Cryoburn - Lois McMaster Bujold [123]
"It's what I was waiting for," put in Fuwa, a bit mournfully. Suze shot him a scornful look and sat up straighter in her big chair, as if to imply he'd be waiting for a while yet. Miles was less sure. Suze's skin bore more than a little of that pallid slackness that was the harbinger of decline. One couldn't say she glowed with health, not even in her irate stress.
"If the Durona Group doesn't step in," said Mark, "the inevitable end game is that this place will go to the city or the Prefecture, or to Fuwa. And in either case, patron intake stops. The life of one person isn't long enough to see this venture out."
"Although that might change in the future," Kareen observed.
"Or cryofreezing will become obsolete technology, and this whole demographic mess Kibou has created for itself will be naturally swept away," said Mark.
"I'm not so sure of that," said Miles thoughtfully. "If people start getting frozen at eight hundred instead of eighty, the game will still go on, just set to a new equilibrium. Although at eight hundred, it's hard to guess how people will think. At twenty, I could not have imagined myself at almost-forty. I can't imagine eighty even now."
Suze snorted.
Mark shrugged. "That will be for them to decide, however many decades or centuries from now. I expect death will still be cheap and always available, doesn't take high tech."
"During the initial transition period," Kareen said, wrenching things back from this flight of speculation to the practical present, "treatment actually will be free, if the subject is willing to sign up for the experimental protocols and give the legal releases.
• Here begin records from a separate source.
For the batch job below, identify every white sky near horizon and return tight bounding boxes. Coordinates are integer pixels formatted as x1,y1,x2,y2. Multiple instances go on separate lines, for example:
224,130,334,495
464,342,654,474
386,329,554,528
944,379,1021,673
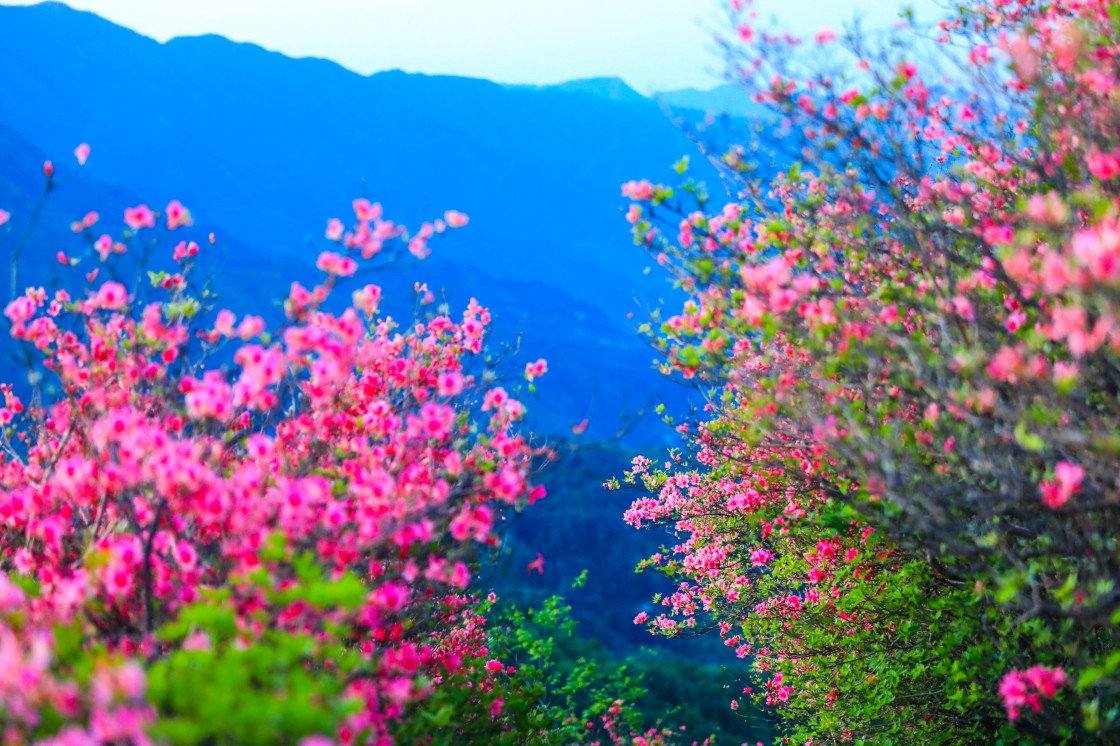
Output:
2,0,944,93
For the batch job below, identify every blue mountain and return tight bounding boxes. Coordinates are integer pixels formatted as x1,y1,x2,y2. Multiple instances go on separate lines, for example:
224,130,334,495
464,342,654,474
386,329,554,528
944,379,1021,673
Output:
0,1,750,442
0,12,791,739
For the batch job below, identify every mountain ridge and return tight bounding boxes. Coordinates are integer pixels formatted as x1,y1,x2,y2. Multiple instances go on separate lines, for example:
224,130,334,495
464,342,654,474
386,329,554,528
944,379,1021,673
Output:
12,1,744,108
0,1,738,441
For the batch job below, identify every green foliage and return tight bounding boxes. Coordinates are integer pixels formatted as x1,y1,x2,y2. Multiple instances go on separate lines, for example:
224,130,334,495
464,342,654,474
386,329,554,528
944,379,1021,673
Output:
148,568,366,744
141,553,719,746
148,632,361,745
395,594,704,745
618,1,1120,740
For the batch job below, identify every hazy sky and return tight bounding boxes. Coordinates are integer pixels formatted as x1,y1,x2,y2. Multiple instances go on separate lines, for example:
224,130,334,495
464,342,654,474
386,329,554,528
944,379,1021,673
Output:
5,0,940,92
And anyone coming in can give their own permissions." Not needing, this implied, any cooperation from Madame Suze and company. "I expect the Group will prefer to have a few more healthy live subjects to start on, before tackling the more difficult complications from death trauma and cryorevival. Although they'll certainly want data on those as well."
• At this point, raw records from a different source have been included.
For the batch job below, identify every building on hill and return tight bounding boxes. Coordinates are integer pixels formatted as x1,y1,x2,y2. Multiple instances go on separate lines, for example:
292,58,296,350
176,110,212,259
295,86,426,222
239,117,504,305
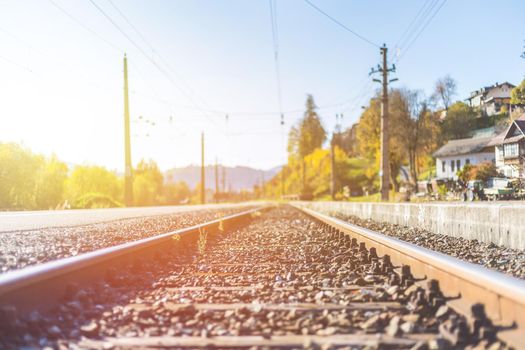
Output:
488,114,525,178
465,82,515,117
433,136,495,180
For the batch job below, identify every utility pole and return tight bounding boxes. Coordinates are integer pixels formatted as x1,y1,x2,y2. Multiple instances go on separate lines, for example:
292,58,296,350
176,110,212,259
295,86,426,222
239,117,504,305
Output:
369,44,397,201
221,166,226,194
280,167,285,199
214,157,219,202
200,132,205,204
330,114,341,200
330,133,336,200
123,54,133,207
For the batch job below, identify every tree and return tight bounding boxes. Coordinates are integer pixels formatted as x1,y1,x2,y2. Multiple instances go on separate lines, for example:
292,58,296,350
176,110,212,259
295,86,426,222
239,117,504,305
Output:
298,95,326,158
66,165,122,207
472,161,499,181
0,143,42,209
402,89,441,186
441,102,477,140
35,156,68,209
288,95,327,158
431,75,457,111
162,181,190,205
511,79,525,104
133,159,164,206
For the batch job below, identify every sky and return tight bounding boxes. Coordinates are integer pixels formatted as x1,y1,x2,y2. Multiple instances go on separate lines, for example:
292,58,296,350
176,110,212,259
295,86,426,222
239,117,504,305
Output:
0,0,524,172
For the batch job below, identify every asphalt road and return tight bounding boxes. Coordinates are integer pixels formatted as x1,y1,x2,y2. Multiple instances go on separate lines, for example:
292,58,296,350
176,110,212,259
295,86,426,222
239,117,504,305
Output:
0,203,259,232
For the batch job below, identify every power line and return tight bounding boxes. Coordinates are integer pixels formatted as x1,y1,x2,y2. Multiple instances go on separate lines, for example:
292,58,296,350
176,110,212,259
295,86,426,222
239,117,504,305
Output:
88,0,224,131
106,0,210,109
268,0,284,126
106,0,155,53
396,0,448,62
48,0,123,52
0,54,33,73
394,0,436,51
303,0,379,48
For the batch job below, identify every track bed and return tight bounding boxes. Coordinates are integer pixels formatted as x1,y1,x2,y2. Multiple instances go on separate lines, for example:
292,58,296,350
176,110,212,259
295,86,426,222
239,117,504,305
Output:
0,206,513,349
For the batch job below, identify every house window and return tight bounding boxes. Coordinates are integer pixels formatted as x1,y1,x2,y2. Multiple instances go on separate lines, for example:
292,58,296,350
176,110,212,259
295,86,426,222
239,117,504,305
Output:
451,160,455,172
466,159,470,165
456,159,461,169
504,143,519,157
442,161,446,173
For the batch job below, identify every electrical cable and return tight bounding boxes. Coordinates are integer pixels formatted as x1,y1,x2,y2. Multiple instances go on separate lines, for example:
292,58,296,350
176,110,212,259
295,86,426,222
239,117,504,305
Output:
303,0,379,48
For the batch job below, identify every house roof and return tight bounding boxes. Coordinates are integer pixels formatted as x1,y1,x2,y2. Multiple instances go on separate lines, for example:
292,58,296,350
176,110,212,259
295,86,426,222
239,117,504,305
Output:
488,114,525,146
433,136,494,158
466,82,516,100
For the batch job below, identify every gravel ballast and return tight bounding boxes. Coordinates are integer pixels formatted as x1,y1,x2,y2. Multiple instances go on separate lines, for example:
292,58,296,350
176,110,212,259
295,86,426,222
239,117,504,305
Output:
1,206,507,349
334,213,525,280
0,206,256,273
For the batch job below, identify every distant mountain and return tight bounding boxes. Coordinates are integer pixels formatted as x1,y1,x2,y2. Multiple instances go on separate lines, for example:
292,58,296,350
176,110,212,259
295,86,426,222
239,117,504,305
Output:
164,165,282,191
Suze growled. Tenbury scratched his beard.
Kareen regarded her fingernails, looked up, smiled. Miles wasn't sure if anyone else caught Mark's small gesture, two fingers held out and then curled once more atop his stomach. The pair had the good-cop-bad-cop routine down to an art, Miles thought with admiration, and it would be a naïve observer who concluded that all the bad-cop ideas came from Mark-or the good-cop ones from his partner, for that matter. Kareen continued serenely, "The Durona Group will be doing a lot of local hiring, if this goes through. For example, if you, Madame Suzuki, were to sign up for the first round of protocols, and they proved to work as well as we hope, the position of Director of Community Relations could be made open for you. Which would put you in place to work on these problems on an on-going basis, right from here. This is all too complex to be solved in a night, but that doesn't mean it's too complex to be solved ever."
"Buy me off with an empty title? Oh, as if I haven't seen how that works before!"
"What you make of it could be largely up to you," said Mark, sounding as if he didn't care one way or another. "But in three years, when all those chambers below stairs are emptied out, it may be a whole new situation, here. Employment would keep you in the center of things, with real input."
It wasn't the future Suze had set her mind to; Miles fancied he could hear her imagination creaking with the strain of change, like a gate almost rusted shut. Almost. She said querulously, "What about the rest of us?"
"Tenbury, I'd hire tonight," said Mark readily. "We'll be wanting a Director of Physical Plant first thing-the place certainly needs significant upgrades and repairs, starting from the laboratory core outward. We'll likely"-he flicked a glance at Fuwa-"need a local contractor. Medtech Tanaka as well, Raven vouches for her. The rest on a case-by-case basis. I do require competence.